There are three alternatives to doing this research by renting FHL microfilms and reading them in San Diego -

* Go to Oneida County NY and try to find and copy the records at the courthouse or other repository. Right now, it's too cold in Oneida County for me to do that! The airline and hotel costs would be high, but it would be fun (hi Apple!).

* Go to Salt Lake City and visit all of the microfilms in the Family History Library. This is by far the quickest way to get the answers, but there is a cost associated with this option also. This would be fun, too!

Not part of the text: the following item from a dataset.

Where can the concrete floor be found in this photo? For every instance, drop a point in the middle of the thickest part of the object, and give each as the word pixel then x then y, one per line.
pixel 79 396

* Hire someone in either Oneida County or Salt Lake City to do the research in these records. My guess is that this task would take about 4 hours to complete, which would be cheaper than going to either place (say $200 in SLC, $100 in Oneida County). But that would take all the fun out of the search, wouldn't it? I'd rather do it myself, perform the happy dance at the FHC if I'm successful, or berate the genealogy gods if I fail.

Stay tuned!

1 comment:

Apple said...

It is indeed cold! Utica is not anywhere near the top of my list of fun places to visit but there is always the brewery tour.